りむすびは離婚後も両親が子育てに関わる"共同養育"の普及やサポート活動を行っており、実際共同養育を実践できるようになったママさんたちを何人も送り出しています。

みなさん、さまざまな葛藤がありながらも、夫婦としては解消したいと思うほどの相手とあらたな親同士としての関係づくりに尽力されています。
子どものダメージを最小限にするためにご自身の感情と親子関係を切り分けて考える思いやスタンスは、離婚当時そうできなかった私としてはリスペクトしてもしきれません。

ただ、ここで気をつけたい落とし穴が!
「私は子どものことを思ってちゃんと共同養育しているし、離婚して幸せだから、離婚していることを隠す必要もないし前向きに生きていこう!」というスタンスになりすぎて、離婚したことに対して、自分と同じように子どもも前向きにとらえているに違いないと思い込んでしまうこと

ご自身の友人や職場などであれば問題ないですが、ここで気をつけたいのが、子どもが親の離婚のことを実際どう感じているのか、離婚家庭の子と友達に思われることについて子どもがどう感じているのかということなんです。

共同養育をされているご家庭では、離婚する際にお子さんにしっかり説明をしているケースが多いです。
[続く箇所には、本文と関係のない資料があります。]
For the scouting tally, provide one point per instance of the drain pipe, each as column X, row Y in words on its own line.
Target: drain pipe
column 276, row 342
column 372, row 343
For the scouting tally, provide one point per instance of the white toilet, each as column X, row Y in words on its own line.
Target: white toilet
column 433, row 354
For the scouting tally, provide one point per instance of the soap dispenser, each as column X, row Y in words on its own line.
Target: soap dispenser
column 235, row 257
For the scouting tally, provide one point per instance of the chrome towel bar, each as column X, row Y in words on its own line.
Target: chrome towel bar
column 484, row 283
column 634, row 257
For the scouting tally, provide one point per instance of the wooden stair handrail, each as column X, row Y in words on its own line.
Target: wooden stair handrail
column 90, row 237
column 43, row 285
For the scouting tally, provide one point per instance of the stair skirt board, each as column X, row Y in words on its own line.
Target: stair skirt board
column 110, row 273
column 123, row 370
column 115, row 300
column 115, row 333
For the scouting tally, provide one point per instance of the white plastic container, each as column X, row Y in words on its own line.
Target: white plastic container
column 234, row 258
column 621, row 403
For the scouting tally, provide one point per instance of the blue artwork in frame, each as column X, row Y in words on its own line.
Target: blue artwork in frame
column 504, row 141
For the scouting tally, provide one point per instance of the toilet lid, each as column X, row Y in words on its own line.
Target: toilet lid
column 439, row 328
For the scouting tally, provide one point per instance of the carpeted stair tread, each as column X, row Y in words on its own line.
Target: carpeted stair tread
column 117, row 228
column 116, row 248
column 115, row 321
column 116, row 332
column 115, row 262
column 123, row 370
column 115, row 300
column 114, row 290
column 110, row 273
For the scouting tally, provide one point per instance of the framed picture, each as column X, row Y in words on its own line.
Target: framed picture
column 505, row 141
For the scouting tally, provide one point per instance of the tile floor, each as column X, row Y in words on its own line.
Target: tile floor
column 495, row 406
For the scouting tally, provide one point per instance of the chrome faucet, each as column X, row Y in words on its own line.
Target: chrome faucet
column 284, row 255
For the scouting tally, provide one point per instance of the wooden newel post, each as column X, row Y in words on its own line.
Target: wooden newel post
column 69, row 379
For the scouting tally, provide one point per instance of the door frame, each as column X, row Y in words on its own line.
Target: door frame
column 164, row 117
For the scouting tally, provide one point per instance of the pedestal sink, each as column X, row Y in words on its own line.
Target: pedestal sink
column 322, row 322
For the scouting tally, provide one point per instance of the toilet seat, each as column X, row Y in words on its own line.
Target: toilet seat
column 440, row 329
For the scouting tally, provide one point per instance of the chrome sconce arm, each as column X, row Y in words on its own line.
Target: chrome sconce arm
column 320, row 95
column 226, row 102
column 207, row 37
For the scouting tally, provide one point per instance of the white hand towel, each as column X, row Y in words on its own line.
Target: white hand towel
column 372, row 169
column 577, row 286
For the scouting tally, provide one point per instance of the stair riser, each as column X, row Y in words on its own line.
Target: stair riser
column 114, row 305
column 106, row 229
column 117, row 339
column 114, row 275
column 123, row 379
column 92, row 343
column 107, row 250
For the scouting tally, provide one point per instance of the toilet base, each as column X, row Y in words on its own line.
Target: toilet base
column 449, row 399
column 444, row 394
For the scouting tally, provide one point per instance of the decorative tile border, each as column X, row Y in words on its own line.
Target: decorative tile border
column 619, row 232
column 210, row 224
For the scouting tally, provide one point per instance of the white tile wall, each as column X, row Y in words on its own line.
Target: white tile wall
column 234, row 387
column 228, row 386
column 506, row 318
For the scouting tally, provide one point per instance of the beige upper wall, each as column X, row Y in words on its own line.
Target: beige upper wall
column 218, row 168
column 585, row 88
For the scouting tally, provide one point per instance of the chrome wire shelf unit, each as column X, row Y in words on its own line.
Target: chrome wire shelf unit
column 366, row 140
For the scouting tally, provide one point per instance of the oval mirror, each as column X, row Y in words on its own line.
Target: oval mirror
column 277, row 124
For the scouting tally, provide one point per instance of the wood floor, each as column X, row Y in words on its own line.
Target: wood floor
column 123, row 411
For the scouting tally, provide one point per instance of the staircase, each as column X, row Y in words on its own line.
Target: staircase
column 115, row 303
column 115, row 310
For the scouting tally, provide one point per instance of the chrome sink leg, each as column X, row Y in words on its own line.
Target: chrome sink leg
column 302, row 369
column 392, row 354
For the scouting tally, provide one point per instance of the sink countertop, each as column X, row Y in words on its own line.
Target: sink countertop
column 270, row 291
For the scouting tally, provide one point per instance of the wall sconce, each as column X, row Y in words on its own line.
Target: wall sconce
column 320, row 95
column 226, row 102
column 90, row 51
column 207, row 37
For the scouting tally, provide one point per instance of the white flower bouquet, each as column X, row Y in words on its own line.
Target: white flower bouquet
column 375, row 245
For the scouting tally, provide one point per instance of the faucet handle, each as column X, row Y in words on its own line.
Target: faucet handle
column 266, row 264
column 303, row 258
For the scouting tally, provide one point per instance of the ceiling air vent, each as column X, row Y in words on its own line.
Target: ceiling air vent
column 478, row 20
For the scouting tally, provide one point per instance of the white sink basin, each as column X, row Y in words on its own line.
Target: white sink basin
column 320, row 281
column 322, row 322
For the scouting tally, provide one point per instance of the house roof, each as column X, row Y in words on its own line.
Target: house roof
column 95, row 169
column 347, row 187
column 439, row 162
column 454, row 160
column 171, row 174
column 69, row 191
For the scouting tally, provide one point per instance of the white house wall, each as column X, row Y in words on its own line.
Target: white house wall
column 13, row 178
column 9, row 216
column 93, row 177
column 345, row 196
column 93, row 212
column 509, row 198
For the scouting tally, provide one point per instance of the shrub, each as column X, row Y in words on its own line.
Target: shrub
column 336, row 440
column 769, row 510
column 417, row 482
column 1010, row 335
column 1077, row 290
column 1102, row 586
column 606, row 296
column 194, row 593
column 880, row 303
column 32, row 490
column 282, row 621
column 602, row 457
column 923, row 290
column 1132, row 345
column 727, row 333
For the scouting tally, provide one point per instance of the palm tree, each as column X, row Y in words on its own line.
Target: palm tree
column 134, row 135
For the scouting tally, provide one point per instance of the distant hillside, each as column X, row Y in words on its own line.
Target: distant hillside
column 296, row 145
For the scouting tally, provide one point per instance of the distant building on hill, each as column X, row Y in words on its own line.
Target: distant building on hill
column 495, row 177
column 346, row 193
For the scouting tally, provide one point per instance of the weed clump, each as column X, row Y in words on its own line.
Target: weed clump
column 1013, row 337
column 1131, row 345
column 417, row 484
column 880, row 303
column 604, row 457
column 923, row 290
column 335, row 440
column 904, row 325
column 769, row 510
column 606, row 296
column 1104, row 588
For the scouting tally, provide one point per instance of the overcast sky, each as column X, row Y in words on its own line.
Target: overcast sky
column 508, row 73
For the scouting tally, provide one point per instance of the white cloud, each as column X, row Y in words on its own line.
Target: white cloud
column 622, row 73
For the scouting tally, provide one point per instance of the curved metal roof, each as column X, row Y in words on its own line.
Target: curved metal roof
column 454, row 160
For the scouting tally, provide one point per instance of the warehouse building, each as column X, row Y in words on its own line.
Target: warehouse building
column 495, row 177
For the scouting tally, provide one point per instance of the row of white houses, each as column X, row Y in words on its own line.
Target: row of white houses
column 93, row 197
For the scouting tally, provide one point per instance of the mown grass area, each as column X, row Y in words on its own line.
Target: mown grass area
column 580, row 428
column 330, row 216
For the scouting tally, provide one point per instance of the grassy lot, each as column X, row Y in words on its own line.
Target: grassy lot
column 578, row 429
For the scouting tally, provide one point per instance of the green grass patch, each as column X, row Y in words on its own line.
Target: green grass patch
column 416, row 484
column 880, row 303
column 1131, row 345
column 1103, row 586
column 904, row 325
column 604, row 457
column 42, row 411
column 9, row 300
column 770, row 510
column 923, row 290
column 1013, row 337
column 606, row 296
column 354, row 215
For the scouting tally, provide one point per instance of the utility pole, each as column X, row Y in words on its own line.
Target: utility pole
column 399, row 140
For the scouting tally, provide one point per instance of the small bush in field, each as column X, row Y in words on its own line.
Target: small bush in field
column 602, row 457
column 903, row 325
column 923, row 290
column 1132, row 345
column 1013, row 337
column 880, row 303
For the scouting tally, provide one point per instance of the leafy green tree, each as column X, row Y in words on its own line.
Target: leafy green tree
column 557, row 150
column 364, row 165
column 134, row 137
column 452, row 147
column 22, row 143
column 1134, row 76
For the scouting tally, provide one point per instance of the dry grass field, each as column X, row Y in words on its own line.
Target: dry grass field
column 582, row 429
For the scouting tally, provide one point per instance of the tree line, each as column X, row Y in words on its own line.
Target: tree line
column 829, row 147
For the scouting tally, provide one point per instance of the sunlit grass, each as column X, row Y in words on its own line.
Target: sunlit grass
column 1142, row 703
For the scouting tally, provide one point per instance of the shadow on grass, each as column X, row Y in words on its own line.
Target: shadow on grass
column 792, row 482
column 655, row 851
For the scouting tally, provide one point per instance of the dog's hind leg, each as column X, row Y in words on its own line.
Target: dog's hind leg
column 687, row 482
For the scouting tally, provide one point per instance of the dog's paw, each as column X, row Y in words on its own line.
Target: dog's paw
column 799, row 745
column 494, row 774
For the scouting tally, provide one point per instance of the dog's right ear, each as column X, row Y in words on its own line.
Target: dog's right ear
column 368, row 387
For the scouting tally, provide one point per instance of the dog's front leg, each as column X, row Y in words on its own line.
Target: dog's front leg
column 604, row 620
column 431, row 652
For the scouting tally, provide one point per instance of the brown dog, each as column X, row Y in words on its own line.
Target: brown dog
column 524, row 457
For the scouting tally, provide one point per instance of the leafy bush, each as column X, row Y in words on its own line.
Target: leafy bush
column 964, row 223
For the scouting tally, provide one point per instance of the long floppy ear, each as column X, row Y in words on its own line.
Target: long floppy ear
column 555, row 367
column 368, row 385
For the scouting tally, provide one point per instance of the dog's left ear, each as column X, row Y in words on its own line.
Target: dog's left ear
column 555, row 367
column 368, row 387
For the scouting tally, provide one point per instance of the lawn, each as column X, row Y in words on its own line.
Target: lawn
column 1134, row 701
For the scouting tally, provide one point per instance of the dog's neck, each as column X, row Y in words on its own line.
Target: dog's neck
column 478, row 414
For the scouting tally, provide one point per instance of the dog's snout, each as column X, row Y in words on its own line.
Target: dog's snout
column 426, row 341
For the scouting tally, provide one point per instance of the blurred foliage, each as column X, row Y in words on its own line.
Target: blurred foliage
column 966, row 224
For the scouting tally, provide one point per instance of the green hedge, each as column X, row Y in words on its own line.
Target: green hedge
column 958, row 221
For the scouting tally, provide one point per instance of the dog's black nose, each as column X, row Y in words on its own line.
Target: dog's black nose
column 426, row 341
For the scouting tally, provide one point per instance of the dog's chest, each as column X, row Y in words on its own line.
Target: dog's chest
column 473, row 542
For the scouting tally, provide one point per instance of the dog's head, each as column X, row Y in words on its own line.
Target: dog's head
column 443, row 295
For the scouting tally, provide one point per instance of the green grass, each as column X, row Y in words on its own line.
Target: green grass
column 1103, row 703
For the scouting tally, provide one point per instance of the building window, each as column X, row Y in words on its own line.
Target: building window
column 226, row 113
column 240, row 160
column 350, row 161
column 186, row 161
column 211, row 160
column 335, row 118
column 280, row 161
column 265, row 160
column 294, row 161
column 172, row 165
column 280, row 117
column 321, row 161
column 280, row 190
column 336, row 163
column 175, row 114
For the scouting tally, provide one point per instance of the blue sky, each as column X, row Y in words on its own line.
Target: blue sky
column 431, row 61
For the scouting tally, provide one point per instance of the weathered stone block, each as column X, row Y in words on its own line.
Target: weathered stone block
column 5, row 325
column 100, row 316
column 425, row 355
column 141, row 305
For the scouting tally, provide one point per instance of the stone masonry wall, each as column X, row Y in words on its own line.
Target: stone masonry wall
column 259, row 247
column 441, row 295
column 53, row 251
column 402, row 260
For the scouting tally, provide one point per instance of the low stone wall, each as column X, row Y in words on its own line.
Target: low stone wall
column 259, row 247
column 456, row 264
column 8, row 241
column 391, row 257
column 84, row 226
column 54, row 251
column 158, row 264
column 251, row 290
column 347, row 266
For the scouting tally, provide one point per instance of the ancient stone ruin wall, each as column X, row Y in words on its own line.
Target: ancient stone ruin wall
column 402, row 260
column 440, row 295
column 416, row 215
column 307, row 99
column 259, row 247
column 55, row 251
それがゆえに「子どもにはしっかり説明した」「離婚は悪いことではないし子どもも堂々としていればいい」ということを子どもに無意識に強要してしまうことがあるんですよね。

もちろん、その説明により親の離婚について前向きに受け止めあっけらかんとしている子もいるかもしれませんが、心の奥底では本当は離婚してほしくなかったかも知れないし、両親が仲良くしていて欲しかったという願いは持ち続けている子も多いのではないでしょうか。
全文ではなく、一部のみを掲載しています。